Static application security testing (SAST) is a common essential step in the development lifecycle of large software companies like SAP. It enables detection of critical vulnerabilities in an application source code before deployment, when fixing the problem is the least expensive.
While SAST have many known limitations, the impact of coding style on their ability to discover vulnerabilities remained largely unexplored and the following questions emerge:
What does it mean when a SAST tool reports the green traffic light indicating that no vulnerability was detected?
Was the entire source code fully analyzed or were there any code areas left unexplored, leaving dangerous vulnerabilities under the carpet?
While we targeted the two most used web application languages, similar code patterns can be created for other programming languages and, very likely, similar results would be obtained.
By discovering the presence of these tarpits during the software development lifecycle, our approach can provide important feedback to developers about the testability of their code. It can also help them to better assess the residual risk that the code could still contain vulnerabilities even when static analyzers report no findings. Finally, our approach can also point to alternative ways to transform the code to increase its testability for SAST.

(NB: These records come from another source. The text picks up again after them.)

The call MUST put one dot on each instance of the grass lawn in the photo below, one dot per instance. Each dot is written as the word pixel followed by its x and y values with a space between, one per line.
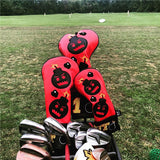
pixel 128 57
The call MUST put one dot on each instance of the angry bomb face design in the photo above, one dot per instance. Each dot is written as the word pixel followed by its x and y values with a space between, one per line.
pixel 60 78
pixel 58 108
pixel 100 109
pixel 92 86
pixel 77 45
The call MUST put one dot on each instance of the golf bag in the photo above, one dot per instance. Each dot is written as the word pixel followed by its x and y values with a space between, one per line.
pixel 75 91
pixel 75 94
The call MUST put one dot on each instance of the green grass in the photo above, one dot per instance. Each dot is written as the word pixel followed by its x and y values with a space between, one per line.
pixel 113 19
pixel 128 58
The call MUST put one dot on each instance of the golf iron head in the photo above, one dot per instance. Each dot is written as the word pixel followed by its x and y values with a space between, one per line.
pixel 80 139
pixel 97 137
pixel 32 152
pixel 28 126
pixel 36 140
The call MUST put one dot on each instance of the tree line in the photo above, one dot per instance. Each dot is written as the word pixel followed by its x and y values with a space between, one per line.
pixel 26 7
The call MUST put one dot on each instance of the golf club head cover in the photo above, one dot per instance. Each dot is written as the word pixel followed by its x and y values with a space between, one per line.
pixel 90 84
pixel 79 47
pixel 58 74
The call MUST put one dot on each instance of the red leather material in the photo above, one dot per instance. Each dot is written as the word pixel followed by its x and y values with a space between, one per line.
pixel 90 84
pixel 58 74
pixel 79 47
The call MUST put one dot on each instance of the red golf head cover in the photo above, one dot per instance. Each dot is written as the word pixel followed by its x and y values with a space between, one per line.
pixel 79 47
pixel 58 74
pixel 90 84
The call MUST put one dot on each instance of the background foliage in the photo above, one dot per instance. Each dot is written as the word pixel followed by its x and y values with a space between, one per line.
pixel 128 57
pixel 25 7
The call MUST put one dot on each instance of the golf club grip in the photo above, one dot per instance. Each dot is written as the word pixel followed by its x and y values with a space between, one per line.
pixel 67 154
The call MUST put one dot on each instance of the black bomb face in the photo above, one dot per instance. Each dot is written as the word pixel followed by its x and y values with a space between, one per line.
pixel 100 109
pixel 91 87
pixel 77 45
pixel 60 78
pixel 58 108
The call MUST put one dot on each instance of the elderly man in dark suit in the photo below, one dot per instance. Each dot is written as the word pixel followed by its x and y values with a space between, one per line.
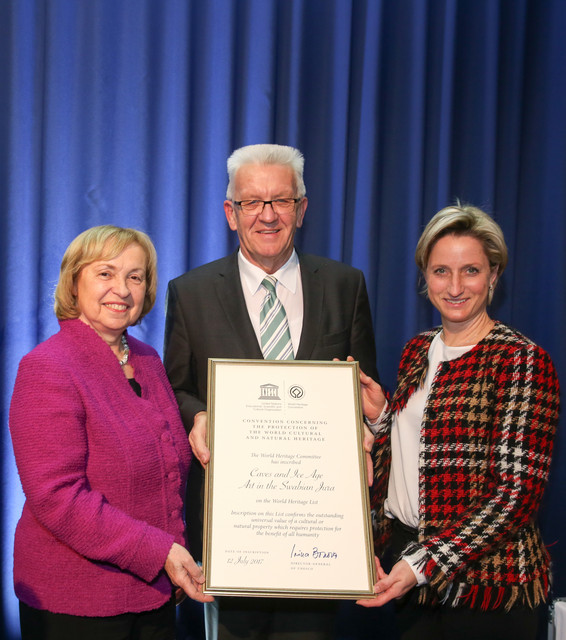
pixel 216 311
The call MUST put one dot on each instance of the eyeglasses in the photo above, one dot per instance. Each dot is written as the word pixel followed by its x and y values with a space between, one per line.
pixel 280 206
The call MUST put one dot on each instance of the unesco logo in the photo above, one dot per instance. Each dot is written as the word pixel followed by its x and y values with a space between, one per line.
pixel 296 392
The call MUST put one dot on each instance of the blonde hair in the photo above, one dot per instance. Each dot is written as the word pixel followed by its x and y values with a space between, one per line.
pixel 464 220
pixel 101 243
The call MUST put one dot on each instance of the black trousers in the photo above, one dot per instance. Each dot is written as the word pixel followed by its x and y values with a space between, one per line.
pixel 159 624
pixel 276 619
pixel 419 622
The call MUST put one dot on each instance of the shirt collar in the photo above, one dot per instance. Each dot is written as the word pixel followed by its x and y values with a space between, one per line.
pixel 253 276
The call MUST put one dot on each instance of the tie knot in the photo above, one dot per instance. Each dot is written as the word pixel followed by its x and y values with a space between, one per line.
pixel 269 283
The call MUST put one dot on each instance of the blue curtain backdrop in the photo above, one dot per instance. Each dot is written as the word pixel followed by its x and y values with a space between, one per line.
pixel 124 111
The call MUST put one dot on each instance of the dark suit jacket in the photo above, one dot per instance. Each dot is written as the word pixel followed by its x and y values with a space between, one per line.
pixel 207 317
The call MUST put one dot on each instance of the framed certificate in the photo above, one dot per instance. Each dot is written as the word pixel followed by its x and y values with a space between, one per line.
pixel 286 496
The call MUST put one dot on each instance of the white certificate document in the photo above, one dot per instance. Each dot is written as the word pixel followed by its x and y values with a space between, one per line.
pixel 286 496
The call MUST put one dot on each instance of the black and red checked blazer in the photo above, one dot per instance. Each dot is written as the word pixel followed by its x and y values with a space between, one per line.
pixel 486 444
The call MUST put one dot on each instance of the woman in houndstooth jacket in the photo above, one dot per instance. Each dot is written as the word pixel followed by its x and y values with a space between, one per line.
pixel 462 452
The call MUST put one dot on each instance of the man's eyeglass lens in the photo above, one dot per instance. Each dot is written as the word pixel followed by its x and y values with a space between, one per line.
pixel 255 207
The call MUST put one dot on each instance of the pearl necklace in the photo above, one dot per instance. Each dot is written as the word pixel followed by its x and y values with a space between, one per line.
pixel 126 349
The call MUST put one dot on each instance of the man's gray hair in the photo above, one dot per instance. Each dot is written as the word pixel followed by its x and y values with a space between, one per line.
pixel 267 154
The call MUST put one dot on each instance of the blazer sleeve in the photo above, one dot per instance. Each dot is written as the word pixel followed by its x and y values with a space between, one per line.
pixel 362 338
pixel 179 359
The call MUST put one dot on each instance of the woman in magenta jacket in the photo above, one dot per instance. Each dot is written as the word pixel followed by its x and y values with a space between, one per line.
pixel 102 456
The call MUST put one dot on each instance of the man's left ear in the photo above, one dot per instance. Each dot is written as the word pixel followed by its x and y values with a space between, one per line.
pixel 301 211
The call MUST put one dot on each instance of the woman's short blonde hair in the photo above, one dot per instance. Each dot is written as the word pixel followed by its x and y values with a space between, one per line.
pixel 101 243
pixel 464 220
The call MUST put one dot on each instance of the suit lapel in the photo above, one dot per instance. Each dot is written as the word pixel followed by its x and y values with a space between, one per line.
pixel 229 292
pixel 313 295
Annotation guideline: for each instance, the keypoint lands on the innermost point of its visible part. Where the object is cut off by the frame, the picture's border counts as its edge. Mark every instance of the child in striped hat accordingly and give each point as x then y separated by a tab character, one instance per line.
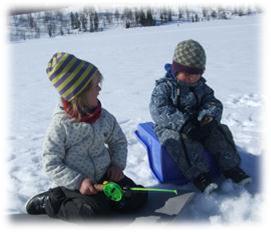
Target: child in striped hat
84	146
187	117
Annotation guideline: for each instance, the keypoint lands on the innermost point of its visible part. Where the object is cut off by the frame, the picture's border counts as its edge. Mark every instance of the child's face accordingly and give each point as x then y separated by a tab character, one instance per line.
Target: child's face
188	78
92	94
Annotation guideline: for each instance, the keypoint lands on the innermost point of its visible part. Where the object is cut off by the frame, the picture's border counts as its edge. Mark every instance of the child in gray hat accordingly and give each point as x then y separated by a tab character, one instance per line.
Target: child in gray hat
187	120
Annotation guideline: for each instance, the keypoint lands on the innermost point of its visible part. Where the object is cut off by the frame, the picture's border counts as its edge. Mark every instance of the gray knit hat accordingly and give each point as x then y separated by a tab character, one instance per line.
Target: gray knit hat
189	56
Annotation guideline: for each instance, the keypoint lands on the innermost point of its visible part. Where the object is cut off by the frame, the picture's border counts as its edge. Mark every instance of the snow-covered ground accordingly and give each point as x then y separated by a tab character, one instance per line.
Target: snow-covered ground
130	61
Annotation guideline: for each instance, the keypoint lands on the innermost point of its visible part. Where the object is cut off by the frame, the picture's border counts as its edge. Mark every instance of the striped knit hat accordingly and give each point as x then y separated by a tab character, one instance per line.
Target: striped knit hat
70	75
189	56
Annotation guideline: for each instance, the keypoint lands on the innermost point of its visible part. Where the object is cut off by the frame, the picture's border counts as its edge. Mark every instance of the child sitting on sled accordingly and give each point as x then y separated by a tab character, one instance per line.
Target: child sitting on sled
187	117
83	147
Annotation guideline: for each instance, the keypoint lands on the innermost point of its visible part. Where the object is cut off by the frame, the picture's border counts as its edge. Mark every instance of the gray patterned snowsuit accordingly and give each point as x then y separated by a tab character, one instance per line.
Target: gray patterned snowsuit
172	105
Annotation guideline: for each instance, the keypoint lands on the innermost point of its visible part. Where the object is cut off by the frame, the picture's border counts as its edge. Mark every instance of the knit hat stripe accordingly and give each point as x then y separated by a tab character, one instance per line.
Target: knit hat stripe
83	85
60	67
73	78
54	60
70	71
76	88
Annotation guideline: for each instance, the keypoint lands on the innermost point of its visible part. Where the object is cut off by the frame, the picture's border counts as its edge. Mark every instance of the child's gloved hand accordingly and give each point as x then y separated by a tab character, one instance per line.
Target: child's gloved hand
191	130
114	173
206	126
206	120
87	187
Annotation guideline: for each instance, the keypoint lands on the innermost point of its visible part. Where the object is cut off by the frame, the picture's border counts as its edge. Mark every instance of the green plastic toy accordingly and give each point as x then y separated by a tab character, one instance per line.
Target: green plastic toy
115	192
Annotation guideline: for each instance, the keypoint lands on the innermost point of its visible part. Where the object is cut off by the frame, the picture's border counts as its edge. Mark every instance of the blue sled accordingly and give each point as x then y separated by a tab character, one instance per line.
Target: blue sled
160	162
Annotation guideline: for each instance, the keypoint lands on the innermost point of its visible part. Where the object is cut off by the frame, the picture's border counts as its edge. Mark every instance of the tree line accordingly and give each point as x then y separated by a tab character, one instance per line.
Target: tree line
62	22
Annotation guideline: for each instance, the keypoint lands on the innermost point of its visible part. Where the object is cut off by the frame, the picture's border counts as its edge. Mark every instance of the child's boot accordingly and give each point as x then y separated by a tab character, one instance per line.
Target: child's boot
204	183
238	176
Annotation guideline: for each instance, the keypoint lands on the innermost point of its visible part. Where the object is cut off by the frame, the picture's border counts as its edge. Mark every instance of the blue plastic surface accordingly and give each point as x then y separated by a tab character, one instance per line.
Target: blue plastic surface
160	162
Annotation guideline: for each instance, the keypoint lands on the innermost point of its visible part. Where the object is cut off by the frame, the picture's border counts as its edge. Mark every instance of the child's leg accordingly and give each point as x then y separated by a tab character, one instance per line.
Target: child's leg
187	154
132	200
71	205
221	145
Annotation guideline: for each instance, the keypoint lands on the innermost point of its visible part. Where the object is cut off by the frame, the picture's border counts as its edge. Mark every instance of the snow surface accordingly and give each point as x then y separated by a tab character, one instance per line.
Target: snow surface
130	61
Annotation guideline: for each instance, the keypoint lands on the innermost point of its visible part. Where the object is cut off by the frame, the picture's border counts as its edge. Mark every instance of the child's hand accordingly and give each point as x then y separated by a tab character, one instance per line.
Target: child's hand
114	173
87	187
206	120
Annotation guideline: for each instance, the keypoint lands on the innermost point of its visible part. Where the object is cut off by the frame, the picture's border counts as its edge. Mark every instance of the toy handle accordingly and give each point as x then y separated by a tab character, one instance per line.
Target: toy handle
99	187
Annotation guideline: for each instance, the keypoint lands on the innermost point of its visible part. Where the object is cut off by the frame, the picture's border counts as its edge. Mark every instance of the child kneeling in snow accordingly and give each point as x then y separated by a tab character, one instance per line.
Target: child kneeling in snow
187	117
83	147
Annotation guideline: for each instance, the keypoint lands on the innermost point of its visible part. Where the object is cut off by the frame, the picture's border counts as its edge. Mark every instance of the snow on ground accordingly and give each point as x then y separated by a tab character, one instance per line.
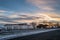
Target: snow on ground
24	33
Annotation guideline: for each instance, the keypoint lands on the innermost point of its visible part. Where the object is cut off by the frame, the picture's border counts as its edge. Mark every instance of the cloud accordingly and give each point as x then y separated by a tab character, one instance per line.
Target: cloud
43	4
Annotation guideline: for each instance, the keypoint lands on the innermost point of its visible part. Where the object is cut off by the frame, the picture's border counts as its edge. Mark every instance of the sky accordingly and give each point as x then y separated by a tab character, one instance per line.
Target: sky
17	11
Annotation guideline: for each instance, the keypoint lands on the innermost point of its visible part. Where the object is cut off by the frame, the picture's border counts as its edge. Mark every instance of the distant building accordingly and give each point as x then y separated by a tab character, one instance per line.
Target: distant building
18	26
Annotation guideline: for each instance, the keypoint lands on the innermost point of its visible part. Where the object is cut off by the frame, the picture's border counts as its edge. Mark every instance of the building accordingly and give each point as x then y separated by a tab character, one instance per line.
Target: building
18	26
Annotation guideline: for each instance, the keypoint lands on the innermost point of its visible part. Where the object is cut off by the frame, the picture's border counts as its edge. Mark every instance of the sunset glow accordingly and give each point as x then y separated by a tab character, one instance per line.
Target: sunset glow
29	11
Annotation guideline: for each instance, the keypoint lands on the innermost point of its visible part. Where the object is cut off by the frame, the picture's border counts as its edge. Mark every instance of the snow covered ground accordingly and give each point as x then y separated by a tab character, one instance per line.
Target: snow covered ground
20	33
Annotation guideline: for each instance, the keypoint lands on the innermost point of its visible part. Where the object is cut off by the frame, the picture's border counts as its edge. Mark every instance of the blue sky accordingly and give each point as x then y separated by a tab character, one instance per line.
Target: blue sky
16	11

Our experiments show that testability tarpits are very common. For instance, an average PHP application contains over 21 of them and even the best state-of-art static analysis tools fail to analyze more than 20 consecutive instructions before encountering one of them.
To assess the impact of tarpit transformations over static analysis findings, we experimented with both manual and automated code transformations designed to replace a subset of patterns with equivalent, but more testable, code. These transformations allowed existing SAST tools to better understand and analyze the applications, and lead to the detection of 440 new potential vulnerabilities in 48 projects. We responsibly disclosed all these issues: 31 projects already answered confirming 182 vulnerabilities. Out of these confirmed issues-- that remained previously unknown due to the poor testability of the applications code-- there are 38 impacting popular Github projects (>1k stars), such as PHP Dzzoffice (3.3k), JS Docsify (19k), and JS Apexcharts (11k). 25 CVEs have been already published and we have others in-process.
You got a short summary of our work, hope you enjoyed. If you want to see some technical details just continue reading...
An example of tarpit for SAST
To illustrate what a tarpit for SAST is, let us consider the code example shown in the previous picture and here enlarged reported for simplicity.
That code is an excerpt of the Mantis Bug Tracking application found vulnerable to a File injection vulnerability in 2011, allowing remote attackers to include and execute arbitrary local files (more details in CVE-2011-3357).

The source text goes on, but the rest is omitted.